Benchmarks¶

Automated performance benchmarks for every TorchEBM module. Results are generated by the benchmark suite and rendered here automatically at documentation build time.

Quick Start¶

First Run (Baseline)After OptimizationQuick TestCI Mode

1	`bash benchmarks/run.sh`

Captures baseline performance numbers.

1	`bash benchmarks/run.sh`

Automatically compares against baseline and generates report.

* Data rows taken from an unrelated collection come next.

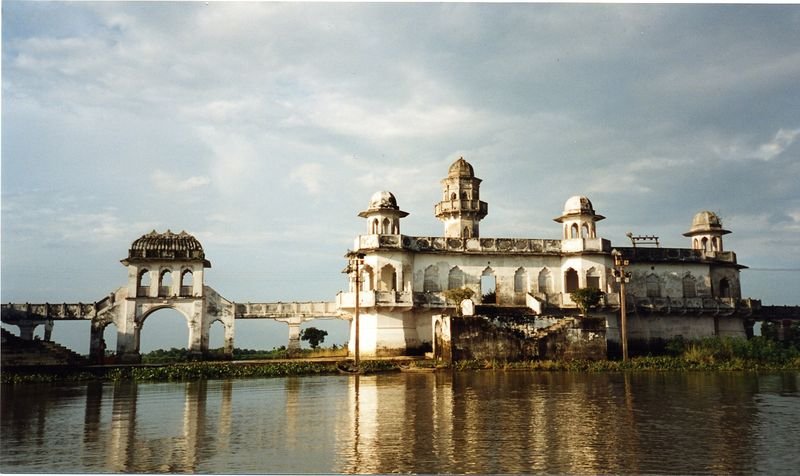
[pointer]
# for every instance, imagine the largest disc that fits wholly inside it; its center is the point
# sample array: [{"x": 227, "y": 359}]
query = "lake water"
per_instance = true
[{"x": 463, "y": 422}]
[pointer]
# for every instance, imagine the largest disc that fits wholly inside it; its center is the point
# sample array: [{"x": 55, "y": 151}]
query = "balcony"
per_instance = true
[
  {"x": 367, "y": 299},
  {"x": 482, "y": 208}
]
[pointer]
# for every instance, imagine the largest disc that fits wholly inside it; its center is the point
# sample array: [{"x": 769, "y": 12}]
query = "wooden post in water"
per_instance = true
[{"x": 622, "y": 278}]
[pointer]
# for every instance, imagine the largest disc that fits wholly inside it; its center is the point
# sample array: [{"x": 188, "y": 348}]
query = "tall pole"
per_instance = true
[
  {"x": 623, "y": 315},
  {"x": 358, "y": 303},
  {"x": 622, "y": 277}
]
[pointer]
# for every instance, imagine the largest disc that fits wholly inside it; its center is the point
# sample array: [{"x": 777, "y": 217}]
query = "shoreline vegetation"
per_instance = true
[{"x": 710, "y": 354}]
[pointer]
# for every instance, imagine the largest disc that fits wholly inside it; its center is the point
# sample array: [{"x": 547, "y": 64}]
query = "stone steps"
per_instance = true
[{"x": 21, "y": 352}]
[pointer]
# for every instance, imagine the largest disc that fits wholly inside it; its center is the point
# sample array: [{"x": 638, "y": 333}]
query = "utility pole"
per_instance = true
[
  {"x": 355, "y": 261},
  {"x": 622, "y": 277}
]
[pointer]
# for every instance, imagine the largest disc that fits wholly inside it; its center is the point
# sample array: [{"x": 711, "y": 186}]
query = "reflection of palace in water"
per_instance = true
[
  {"x": 499, "y": 422},
  {"x": 462, "y": 422}
]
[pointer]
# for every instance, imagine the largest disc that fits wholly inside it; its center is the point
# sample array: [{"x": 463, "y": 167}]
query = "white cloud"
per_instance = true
[
  {"x": 309, "y": 175},
  {"x": 782, "y": 140},
  {"x": 740, "y": 148},
  {"x": 170, "y": 183}
]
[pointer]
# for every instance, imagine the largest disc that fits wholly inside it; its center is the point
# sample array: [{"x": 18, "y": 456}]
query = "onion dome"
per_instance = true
[
  {"x": 706, "y": 222},
  {"x": 461, "y": 168},
  {"x": 167, "y": 246},
  {"x": 381, "y": 202},
  {"x": 578, "y": 205}
]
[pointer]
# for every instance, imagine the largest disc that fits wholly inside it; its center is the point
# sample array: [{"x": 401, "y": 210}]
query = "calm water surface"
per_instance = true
[{"x": 468, "y": 422}]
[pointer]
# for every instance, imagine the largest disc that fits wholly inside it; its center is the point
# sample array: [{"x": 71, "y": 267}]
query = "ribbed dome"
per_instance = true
[
  {"x": 167, "y": 246},
  {"x": 382, "y": 200},
  {"x": 461, "y": 168},
  {"x": 704, "y": 222},
  {"x": 578, "y": 204}
]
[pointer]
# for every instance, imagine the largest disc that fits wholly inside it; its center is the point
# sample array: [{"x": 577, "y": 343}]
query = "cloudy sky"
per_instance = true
[{"x": 264, "y": 128}]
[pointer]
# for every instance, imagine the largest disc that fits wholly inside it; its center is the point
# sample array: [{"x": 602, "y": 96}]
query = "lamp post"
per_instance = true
[
  {"x": 622, "y": 277},
  {"x": 356, "y": 259}
]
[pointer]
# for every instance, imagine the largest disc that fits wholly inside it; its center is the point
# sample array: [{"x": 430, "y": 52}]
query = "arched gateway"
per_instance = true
[{"x": 165, "y": 270}]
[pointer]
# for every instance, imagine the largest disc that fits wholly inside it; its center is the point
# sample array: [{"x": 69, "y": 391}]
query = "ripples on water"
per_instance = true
[{"x": 467, "y": 422}]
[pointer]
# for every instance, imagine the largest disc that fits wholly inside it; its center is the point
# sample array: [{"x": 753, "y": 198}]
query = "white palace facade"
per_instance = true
[{"x": 692, "y": 291}]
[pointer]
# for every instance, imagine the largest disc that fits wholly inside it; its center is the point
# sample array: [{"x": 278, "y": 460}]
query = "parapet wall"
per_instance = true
[{"x": 482, "y": 338}]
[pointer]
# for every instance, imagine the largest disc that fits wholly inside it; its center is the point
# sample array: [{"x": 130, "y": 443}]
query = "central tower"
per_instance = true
[{"x": 461, "y": 208}]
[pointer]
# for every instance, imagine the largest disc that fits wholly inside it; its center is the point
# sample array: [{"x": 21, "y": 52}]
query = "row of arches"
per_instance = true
[
  {"x": 457, "y": 278},
  {"x": 706, "y": 243},
  {"x": 165, "y": 285},
  {"x": 385, "y": 226},
  {"x": 585, "y": 230}
]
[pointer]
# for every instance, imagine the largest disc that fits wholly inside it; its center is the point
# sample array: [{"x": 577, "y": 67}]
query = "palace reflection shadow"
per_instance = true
[
  {"x": 443, "y": 422},
  {"x": 131, "y": 446},
  {"x": 523, "y": 422}
]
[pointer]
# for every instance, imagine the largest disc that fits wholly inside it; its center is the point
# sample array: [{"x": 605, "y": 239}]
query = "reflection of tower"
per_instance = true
[
  {"x": 225, "y": 411},
  {"x": 461, "y": 208},
  {"x": 91, "y": 419},
  {"x": 184, "y": 452},
  {"x": 122, "y": 440},
  {"x": 292, "y": 387}
]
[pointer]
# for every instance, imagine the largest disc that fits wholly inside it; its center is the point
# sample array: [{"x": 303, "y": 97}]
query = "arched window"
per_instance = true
[
  {"x": 724, "y": 288},
  {"x": 488, "y": 286},
  {"x": 592, "y": 278},
  {"x": 520, "y": 280},
  {"x": 431, "y": 279},
  {"x": 165, "y": 283},
  {"x": 653, "y": 286},
  {"x": 367, "y": 278},
  {"x": 455, "y": 278},
  {"x": 689, "y": 286},
  {"x": 143, "y": 283},
  {"x": 388, "y": 279},
  {"x": 545, "y": 281},
  {"x": 187, "y": 282},
  {"x": 571, "y": 280}
]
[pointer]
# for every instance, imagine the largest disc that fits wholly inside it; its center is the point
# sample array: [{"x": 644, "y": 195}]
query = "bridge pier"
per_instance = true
[
  {"x": 26, "y": 329},
  {"x": 97, "y": 344}
]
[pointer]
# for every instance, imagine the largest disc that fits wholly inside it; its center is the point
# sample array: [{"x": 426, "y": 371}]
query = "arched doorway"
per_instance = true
[
  {"x": 163, "y": 329},
  {"x": 488, "y": 286}
]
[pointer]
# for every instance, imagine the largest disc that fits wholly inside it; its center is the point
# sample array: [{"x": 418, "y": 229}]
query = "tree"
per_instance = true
[
  {"x": 314, "y": 336},
  {"x": 585, "y": 298}
]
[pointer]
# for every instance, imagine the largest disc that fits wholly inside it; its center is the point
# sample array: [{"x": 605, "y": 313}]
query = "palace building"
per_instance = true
[{"x": 692, "y": 292}]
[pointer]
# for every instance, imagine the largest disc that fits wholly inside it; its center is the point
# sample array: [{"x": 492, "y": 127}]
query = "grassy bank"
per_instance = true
[
  {"x": 179, "y": 372},
  {"x": 712, "y": 354}
]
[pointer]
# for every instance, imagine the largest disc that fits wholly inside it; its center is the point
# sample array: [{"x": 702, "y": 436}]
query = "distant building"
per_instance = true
[{"x": 691, "y": 292}]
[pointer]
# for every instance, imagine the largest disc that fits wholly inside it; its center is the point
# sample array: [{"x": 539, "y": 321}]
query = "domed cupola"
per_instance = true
[
  {"x": 155, "y": 257},
  {"x": 383, "y": 215},
  {"x": 461, "y": 168},
  {"x": 579, "y": 218},
  {"x": 167, "y": 246},
  {"x": 461, "y": 208},
  {"x": 706, "y": 232}
]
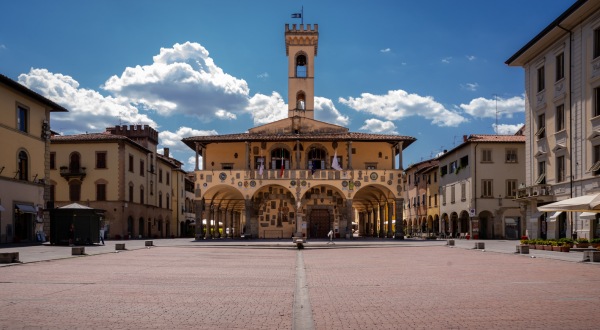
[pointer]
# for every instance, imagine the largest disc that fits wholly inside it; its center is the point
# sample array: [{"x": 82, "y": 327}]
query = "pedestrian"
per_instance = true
[{"x": 71, "y": 235}]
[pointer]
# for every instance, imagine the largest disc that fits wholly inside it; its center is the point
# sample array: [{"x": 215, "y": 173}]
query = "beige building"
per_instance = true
[
  {"x": 562, "y": 113},
  {"x": 298, "y": 192},
  {"x": 118, "y": 171},
  {"x": 25, "y": 161},
  {"x": 477, "y": 183}
]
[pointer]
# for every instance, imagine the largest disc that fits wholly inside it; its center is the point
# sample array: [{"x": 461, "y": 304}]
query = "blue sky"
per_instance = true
[{"x": 423, "y": 69}]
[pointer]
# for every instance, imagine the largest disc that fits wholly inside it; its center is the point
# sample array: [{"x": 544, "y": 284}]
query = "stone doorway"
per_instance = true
[{"x": 320, "y": 223}]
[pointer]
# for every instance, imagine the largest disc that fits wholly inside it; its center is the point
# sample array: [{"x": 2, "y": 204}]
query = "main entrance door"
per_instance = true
[{"x": 319, "y": 222}]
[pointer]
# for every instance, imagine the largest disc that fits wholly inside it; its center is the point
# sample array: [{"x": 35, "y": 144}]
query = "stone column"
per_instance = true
[
  {"x": 209, "y": 215},
  {"x": 349, "y": 155},
  {"x": 199, "y": 208},
  {"x": 381, "y": 220},
  {"x": 399, "y": 225},
  {"x": 390, "y": 233}
]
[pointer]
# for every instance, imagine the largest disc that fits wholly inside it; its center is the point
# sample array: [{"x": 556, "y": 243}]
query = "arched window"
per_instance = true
[
  {"x": 301, "y": 101},
  {"x": 278, "y": 157},
  {"x": 301, "y": 66},
  {"x": 316, "y": 158},
  {"x": 23, "y": 166}
]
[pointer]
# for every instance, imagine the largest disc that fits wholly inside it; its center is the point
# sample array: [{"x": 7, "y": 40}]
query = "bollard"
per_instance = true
[{"x": 77, "y": 251}]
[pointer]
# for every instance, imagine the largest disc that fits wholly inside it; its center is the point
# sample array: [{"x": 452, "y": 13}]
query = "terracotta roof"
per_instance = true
[
  {"x": 349, "y": 136},
  {"x": 104, "y": 136},
  {"x": 15, "y": 85}
]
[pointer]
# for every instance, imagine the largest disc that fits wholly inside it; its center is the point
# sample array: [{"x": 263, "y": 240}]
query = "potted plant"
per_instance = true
[{"x": 582, "y": 243}]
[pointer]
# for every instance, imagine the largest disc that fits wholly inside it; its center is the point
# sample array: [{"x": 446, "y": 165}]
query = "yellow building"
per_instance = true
[
  {"x": 118, "y": 171},
  {"x": 298, "y": 191},
  {"x": 25, "y": 161}
]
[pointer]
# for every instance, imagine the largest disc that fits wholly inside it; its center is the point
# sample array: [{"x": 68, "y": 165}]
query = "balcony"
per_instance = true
[
  {"x": 537, "y": 193},
  {"x": 72, "y": 172}
]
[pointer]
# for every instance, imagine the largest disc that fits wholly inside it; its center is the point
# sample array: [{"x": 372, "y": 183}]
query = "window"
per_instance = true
[
  {"x": 486, "y": 188},
  {"x": 560, "y": 66},
  {"x": 486, "y": 155},
  {"x": 511, "y": 185},
  {"x": 541, "y": 133},
  {"x": 595, "y": 169},
  {"x": 22, "y": 119},
  {"x": 511, "y": 155},
  {"x": 541, "y": 173},
  {"x": 560, "y": 169},
  {"x": 23, "y": 166},
  {"x": 131, "y": 163},
  {"x": 74, "y": 190},
  {"x": 560, "y": 117},
  {"x": 100, "y": 192},
  {"x": 101, "y": 160},
  {"x": 316, "y": 158},
  {"x": 541, "y": 79},
  {"x": 596, "y": 43},
  {"x": 53, "y": 160}
]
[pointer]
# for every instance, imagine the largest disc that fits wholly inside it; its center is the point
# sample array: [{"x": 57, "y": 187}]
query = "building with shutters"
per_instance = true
[
  {"x": 280, "y": 179},
  {"x": 25, "y": 161}
]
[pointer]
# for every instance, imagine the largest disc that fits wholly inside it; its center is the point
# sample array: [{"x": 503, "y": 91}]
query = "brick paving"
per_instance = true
[
  {"x": 444, "y": 288},
  {"x": 159, "y": 288}
]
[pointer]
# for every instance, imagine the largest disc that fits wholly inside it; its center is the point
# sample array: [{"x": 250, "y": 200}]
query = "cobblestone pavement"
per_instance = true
[
  {"x": 444, "y": 288},
  {"x": 158, "y": 288}
]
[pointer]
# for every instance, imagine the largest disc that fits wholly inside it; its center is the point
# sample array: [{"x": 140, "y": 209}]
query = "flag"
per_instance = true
[{"x": 335, "y": 164}]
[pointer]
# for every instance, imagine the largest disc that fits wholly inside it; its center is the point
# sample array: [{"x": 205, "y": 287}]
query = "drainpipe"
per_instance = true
[{"x": 570, "y": 119}]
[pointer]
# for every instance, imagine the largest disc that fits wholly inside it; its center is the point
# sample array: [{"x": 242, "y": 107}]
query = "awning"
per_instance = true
[
  {"x": 26, "y": 208},
  {"x": 553, "y": 216},
  {"x": 535, "y": 217},
  {"x": 587, "y": 216}
]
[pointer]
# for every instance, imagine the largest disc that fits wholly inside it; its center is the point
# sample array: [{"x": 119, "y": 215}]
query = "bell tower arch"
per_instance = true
[{"x": 301, "y": 49}]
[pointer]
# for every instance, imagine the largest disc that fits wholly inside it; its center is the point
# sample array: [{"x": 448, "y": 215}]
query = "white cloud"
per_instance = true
[
  {"x": 88, "y": 109},
  {"x": 481, "y": 107},
  {"x": 506, "y": 129},
  {"x": 379, "y": 126},
  {"x": 222, "y": 114},
  {"x": 325, "y": 111},
  {"x": 398, "y": 104},
  {"x": 470, "y": 87}
]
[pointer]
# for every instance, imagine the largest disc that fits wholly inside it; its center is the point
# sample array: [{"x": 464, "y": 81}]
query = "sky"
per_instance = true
[{"x": 427, "y": 69}]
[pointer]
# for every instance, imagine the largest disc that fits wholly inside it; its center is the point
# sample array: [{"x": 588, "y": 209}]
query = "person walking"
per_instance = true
[{"x": 71, "y": 235}]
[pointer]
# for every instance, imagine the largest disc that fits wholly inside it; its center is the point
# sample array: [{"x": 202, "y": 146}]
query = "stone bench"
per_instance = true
[
  {"x": 9, "y": 257},
  {"x": 523, "y": 249},
  {"x": 77, "y": 251}
]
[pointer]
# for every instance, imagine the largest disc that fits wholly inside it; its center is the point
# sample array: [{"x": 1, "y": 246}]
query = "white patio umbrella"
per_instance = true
[{"x": 589, "y": 203}]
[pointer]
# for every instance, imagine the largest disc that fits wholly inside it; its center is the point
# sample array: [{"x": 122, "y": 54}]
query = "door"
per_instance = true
[{"x": 319, "y": 222}]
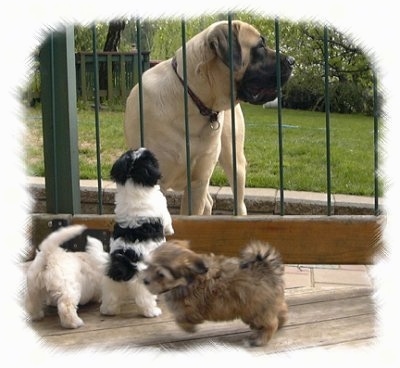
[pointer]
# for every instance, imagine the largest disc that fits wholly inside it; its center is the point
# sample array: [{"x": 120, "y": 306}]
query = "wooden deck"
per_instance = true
[{"x": 324, "y": 318}]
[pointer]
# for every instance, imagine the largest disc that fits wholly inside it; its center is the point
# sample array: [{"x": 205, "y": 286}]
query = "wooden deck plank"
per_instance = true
[
  {"x": 300, "y": 239},
  {"x": 326, "y": 318}
]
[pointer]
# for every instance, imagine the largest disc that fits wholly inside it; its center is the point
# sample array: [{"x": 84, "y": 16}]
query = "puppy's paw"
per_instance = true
[
  {"x": 152, "y": 312},
  {"x": 71, "y": 323},
  {"x": 108, "y": 310}
]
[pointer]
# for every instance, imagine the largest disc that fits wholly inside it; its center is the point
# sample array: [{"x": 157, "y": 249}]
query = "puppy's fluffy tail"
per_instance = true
[
  {"x": 60, "y": 236},
  {"x": 263, "y": 257}
]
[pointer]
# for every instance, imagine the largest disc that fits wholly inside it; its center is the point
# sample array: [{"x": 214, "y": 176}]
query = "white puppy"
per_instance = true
[
  {"x": 142, "y": 221},
  {"x": 65, "y": 279}
]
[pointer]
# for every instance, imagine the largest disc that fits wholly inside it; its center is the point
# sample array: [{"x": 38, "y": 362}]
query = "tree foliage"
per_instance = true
[{"x": 350, "y": 70}]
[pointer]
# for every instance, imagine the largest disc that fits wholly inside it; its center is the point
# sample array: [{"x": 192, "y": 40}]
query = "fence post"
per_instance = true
[{"x": 60, "y": 136}]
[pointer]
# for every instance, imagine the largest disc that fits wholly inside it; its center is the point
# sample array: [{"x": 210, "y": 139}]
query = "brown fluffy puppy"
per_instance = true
[{"x": 202, "y": 288}]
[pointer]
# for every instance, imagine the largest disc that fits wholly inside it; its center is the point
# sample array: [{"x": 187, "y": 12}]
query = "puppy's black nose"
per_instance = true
[{"x": 290, "y": 60}]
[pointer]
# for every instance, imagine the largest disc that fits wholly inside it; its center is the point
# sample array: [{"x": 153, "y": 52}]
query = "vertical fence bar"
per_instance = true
[
  {"x": 60, "y": 132},
  {"x": 280, "y": 132},
  {"x": 140, "y": 71},
  {"x": 327, "y": 120},
  {"x": 97, "y": 119},
  {"x": 376, "y": 145},
  {"x": 233, "y": 121},
  {"x": 187, "y": 132}
]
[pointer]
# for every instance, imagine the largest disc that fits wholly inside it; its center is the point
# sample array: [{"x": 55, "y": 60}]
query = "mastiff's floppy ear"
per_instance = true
[{"x": 218, "y": 40}]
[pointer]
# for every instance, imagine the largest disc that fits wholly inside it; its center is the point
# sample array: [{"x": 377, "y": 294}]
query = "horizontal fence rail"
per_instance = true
[{"x": 123, "y": 70}]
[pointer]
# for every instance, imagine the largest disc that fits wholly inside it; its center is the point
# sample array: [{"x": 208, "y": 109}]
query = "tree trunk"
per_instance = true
[{"x": 115, "y": 28}]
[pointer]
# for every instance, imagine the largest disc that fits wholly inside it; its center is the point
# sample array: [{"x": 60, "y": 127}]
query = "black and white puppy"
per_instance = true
[{"x": 142, "y": 221}]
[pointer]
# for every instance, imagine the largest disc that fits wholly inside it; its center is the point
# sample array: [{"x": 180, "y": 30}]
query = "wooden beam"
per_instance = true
[{"x": 300, "y": 239}]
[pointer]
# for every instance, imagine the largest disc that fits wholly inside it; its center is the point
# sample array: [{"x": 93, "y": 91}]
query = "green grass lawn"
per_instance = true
[{"x": 304, "y": 149}]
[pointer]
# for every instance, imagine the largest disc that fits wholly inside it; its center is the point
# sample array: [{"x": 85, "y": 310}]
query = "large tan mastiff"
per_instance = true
[{"x": 209, "y": 114}]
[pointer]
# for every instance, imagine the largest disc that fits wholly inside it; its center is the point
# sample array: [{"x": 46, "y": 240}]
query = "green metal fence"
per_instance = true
[{"x": 59, "y": 112}]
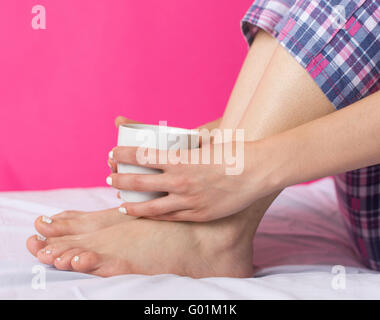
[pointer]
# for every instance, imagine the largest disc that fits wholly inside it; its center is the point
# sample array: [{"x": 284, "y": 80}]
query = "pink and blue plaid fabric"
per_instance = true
[{"x": 338, "y": 44}]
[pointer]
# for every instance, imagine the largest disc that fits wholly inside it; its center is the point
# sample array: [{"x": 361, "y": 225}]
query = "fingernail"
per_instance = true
[
  {"x": 46, "y": 219},
  {"x": 41, "y": 238}
]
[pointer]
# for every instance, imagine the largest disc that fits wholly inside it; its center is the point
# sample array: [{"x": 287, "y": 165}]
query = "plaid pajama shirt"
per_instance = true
[{"x": 338, "y": 43}]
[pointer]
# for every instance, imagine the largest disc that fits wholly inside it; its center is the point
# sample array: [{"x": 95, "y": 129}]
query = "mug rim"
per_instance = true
[{"x": 166, "y": 129}]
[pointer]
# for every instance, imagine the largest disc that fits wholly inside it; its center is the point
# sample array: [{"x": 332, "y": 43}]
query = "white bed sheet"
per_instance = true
[{"x": 298, "y": 242}]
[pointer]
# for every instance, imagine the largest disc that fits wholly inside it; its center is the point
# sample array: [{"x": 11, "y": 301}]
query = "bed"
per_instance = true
[{"x": 301, "y": 247}]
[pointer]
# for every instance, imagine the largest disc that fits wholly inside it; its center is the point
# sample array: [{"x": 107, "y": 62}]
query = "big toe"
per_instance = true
[{"x": 36, "y": 243}]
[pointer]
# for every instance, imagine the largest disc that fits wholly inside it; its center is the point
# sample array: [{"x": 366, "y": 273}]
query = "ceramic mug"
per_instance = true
[{"x": 156, "y": 137}]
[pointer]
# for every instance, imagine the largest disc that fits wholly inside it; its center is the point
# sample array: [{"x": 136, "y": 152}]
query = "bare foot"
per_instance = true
[
  {"x": 219, "y": 248},
  {"x": 78, "y": 222}
]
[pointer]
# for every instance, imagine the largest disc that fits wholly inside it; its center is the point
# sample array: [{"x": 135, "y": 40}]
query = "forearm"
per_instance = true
[{"x": 345, "y": 140}]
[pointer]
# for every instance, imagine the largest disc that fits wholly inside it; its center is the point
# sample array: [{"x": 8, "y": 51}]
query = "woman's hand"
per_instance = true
[{"x": 196, "y": 192}]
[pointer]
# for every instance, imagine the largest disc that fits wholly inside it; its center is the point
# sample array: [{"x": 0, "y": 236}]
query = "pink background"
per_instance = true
[{"x": 61, "y": 88}]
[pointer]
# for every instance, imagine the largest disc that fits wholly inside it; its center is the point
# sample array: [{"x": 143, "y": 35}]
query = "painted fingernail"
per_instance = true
[{"x": 46, "y": 219}]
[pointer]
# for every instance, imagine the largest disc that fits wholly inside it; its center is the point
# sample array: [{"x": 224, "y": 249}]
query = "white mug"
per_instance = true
[{"x": 156, "y": 137}]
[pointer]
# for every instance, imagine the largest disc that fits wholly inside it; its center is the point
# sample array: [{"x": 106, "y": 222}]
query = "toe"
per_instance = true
[
  {"x": 86, "y": 262},
  {"x": 51, "y": 252},
  {"x": 53, "y": 227},
  {"x": 63, "y": 262},
  {"x": 68, "y": 214},
  {"x": 36, "y": 243}
]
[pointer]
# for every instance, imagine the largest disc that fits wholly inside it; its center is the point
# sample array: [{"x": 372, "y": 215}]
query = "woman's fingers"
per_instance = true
[
  {"x": 156, "y": 207},
  {"x": 142, "y": 182}
]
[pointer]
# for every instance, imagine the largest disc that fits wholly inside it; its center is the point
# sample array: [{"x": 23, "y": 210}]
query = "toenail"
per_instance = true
[
  {"x": 46, "y": 219},
  {"x": 123, "y": 210}
]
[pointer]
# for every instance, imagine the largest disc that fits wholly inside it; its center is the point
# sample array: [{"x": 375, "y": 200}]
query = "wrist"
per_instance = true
[{"x": 267, "y": 166}]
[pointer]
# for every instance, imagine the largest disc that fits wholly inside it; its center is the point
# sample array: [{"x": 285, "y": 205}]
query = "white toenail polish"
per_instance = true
[
  {"x": 41, "y": 238},
  {"x": 123, "y": 210},
  {"x": 46, "y": 219}
]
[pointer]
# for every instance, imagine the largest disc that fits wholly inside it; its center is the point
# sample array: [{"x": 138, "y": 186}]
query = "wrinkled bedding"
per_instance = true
[{"x": 300, "y": 239}]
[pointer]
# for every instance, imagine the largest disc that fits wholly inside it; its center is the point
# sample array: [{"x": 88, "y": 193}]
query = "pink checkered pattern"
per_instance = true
[{"x": 338, "y": 43}]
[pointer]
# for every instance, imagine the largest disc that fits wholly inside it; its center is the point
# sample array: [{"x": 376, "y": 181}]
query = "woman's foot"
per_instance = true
[
  {"x": 78, "y": 222},
  {"x": 220, "y": 248}
]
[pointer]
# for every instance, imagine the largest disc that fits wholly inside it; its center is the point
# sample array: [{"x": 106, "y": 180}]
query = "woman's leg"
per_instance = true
[
  {"x": 285, "y": 97},
  {"x": 358, "y": 194}
]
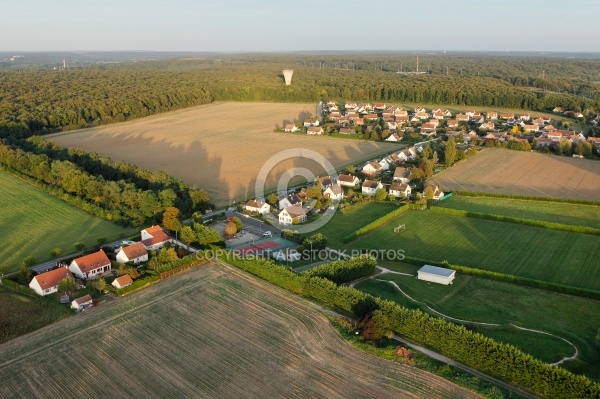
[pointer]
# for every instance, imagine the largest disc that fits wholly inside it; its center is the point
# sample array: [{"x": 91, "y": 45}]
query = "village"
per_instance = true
[{"x": 388, "y": 123}]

1	`bash benchmarks/run.sh --quick`

Small-scale only (~1 min).

1	`bash benchmarks/run.sh --ci`

Exits non-zero on regression > 5%.

Coverage¶

Losses

Exact SM, Approx SM, Sliced SM, Contrastive Divergence, Equilibrium Matching
Samplers

Langevin Dynamics, HMC, Flow ODE
Integrators

Leapfrog, Euler-Maruyama, RK4, DOPRI5 (adaptive)
Models

Transformer forward, Transformer forward+backward
Interpolants

Linear, Cosine, Variance-Preserving

Scale Configurations¶

Scale	Batch Size	Dimensions	Steps
`small`	64	8	50
`medium`	256	32	100
`large`	1024	128	200

Measurement Methodology¶

Aspect	GPU	CPU
Timer	`torch.cuda.Event`	`time.perf_counter`
Warm-up	10 iterations	3 iterations
Measured	50 iterations	20 iterations
Memory	`cuda.max_memory_allocated`	N/A
Statistics	median, mean, std, IQR, min, max	same
Comparison	geometric mean speedup	same